Hardware requirements for more than 50 Journals

aquast · May 25, 2021, 10:56am

Dear all,

as we plan to set up an OJS-infrastructure for supporting a huge amount of journals, we wonder if there is some experience about running such an infrastructure.

As we like to set up virtual servers each with:

OS: current SLES
Apache 2.4
PHP 7.x with fcgi
4 CPU
8 GB RAM
50 GB System-Storage
NFS-mounted Storage for the journal data (DB on System-Storage)

Our questions are:

is this setting valid for our plans?
how many journals can be operated within in such an setting in one instance (aka virt. server)?
is there any experience with bottlenecks we should be aware of?

Thanks in advance for your answers Andres

marc · May 25, 2021, 4:37pm

It’s not clear to me what you are trying to do…

With a single OJS you can run multiple journals (multi-tenant) or you can install multiple-ojs with different OJSs (single-tenant).

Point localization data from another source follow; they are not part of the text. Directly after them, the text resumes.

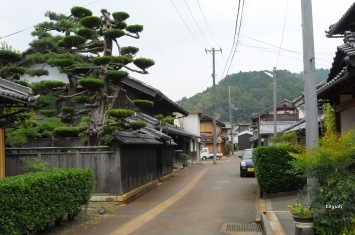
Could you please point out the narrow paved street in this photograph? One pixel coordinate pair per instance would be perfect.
(198, 200)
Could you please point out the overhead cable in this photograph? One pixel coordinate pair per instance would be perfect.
(187, 25)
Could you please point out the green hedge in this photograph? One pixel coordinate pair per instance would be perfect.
(273, 169)
(31, 202)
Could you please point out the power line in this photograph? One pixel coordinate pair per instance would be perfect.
(282, 37)
(240, 25)
(197, 23)
(234, 38)
(186, 24)
(207, 23)
(20, 31)
(274, 52)
(296, 52)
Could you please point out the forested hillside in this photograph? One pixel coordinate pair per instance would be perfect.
(250, 93)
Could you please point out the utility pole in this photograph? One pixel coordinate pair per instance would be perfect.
(312, 135)
(275, 101)
(214, 129)
(230, 118)
(273, 75)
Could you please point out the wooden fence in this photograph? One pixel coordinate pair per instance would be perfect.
(104, 163)
(116, 170)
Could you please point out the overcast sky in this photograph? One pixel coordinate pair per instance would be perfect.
(177, 32)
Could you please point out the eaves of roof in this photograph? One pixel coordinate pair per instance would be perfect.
(15, 92)
(343, 24)
(205, 117)
(125, 137)
(169, 130)
(153, 92)
(267, 127)
(271, 108)
(342, 77)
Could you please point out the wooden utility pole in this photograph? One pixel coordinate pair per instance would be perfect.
(310, 95)
(230, 118)
(214, 105)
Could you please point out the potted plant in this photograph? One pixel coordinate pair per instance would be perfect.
(302, 214)
(184, 159)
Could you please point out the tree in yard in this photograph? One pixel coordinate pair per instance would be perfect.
(84, 49)
(20, 121)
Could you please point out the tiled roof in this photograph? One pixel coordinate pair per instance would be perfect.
(16, 92)
(124, 137)
(170, 129)
(301, 125)
(344, 23)
(342, 76)
(280, 104)
(267, 127)
(153, 92)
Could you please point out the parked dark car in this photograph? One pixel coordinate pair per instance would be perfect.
(246, 163)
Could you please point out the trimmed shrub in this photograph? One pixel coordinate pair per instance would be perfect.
(143, 63)
(74, 40)
(63, 62)
(91, 83)
(90, 22)
(45, 100)
(121, 25)
(80, 12)
(137, 125)
(116, 76)
(143, 103)
(10, 56)
(85, 32)
(136, 28)
(31, 202)
(66, 131)
(37, 72)
(15, 69)
(81, 98)
(119, 113)
(273, 169)
(129, 51)
(34, 164)
(115, 33)
(48, 112)
(121, 59)
(120, 15)
(102, 60)
(68, 109)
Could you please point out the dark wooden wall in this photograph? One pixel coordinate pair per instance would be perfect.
(104, 164)
(119, 172)
(139, 165)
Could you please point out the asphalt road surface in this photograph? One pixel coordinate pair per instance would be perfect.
(198, 200)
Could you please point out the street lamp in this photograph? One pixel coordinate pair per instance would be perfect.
(273, 75)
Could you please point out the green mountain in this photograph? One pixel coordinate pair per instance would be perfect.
(250, 92)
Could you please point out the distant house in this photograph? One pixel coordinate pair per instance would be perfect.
(263, 122)
(191, 123)
(206, 128)
(340, 85)
(12, 94)
(244, 140)
(141, 157)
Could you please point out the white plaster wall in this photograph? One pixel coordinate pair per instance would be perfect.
(347, 119)
(191, 123)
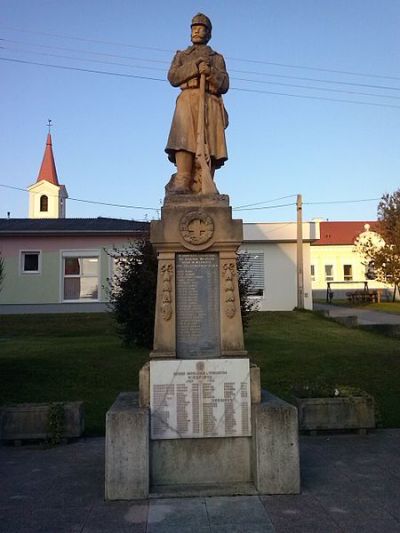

If the HW you mention is for a single journal (OJS in single-tenant mode)… yes, this is enough (by far) for any normal journal. I mean, everything under 1milion visits each day, will be hold without trouble with this infrastructure.

BUT, if you like to save some time in upgrades, probably you will like to make a multi-tenant installation (aka. “single ojs for multiple journals”). In this case, we will need more info to help you setting the VM but with multi-tenant, even your resources will be better used than with separated single-tenant approach.

I’m a big defender of single-tenant configurations because it let the journals more flexibility and you can monitor better what is happening, but with multi-tenant upgrades and configurations are easier.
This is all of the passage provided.